They say you can never go back home again. There’s something to that. I am, as I write this, sitting a few blocks away from my old apartment, surrounded by the sights and sounds of the city I love most in the world — Washington, DC. I am so, incredibly happy. I am hugging friends I have missed for months, I am eating foods that light warm fires under chilled memories. I am content.
But it’s not home. It can’t be — at least not the way it was. I can’t be younger (not that I necessarily would like to be). I can’t unlearn what I have learned in the years I’ve been gone. I can’t reset the landscape that surrounds my home. I can’t go back to what home was, I can only embrace the place it has become.
Nostalgia is a funny thing. It creeps out from behind corners, slips into dreams, and a taste or a smell can bring a flood of memories back. It passes, like a wave. Some waves are stronger than others, but they all eventually fade. The problem arises when you float away with the wave, and you let another crash into you and another, until you’re caught in the undertow of memories, left reminiscing rather than living in the moment with which you’ve been gifted.

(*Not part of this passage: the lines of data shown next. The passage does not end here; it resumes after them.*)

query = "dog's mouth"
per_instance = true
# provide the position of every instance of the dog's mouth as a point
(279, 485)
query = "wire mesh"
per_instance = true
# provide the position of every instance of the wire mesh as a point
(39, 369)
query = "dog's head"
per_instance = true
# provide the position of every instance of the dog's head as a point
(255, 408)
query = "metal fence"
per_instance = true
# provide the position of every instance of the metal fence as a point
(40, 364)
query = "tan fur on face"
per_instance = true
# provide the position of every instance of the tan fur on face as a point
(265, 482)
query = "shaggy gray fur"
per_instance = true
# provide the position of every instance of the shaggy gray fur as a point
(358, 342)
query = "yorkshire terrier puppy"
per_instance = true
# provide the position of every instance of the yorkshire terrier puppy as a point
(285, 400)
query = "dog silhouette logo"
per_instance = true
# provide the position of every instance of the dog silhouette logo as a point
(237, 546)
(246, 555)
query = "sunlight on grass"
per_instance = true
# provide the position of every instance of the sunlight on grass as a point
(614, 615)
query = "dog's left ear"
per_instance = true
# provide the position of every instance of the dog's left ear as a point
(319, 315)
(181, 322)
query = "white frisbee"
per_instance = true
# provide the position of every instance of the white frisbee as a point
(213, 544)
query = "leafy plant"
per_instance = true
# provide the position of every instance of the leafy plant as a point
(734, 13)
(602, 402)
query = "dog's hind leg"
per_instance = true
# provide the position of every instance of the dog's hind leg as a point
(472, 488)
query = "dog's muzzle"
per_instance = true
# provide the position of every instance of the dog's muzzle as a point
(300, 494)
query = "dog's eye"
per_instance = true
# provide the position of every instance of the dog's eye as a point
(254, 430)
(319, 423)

It will be a year soon since I moved from Washington, DC back to California. It has taken all this time for me to return home and not feel hollow, as if I abandoned my chance at home. I never thought I would be able to make a new home anywhere else. All I could see was months of wandering from place to place or a year here and a year there. Now, I’ve made peace with the fact that home is not a place where I stay — it’s whatever place I am in.
I accept that I live in California now. I have made my home there, because I am there. While I will always love DC, and it will be home to some of my most favorite memories, this is not home. That’s not to say it won’t be again. So, you can never go back home again … because home is wherever you are.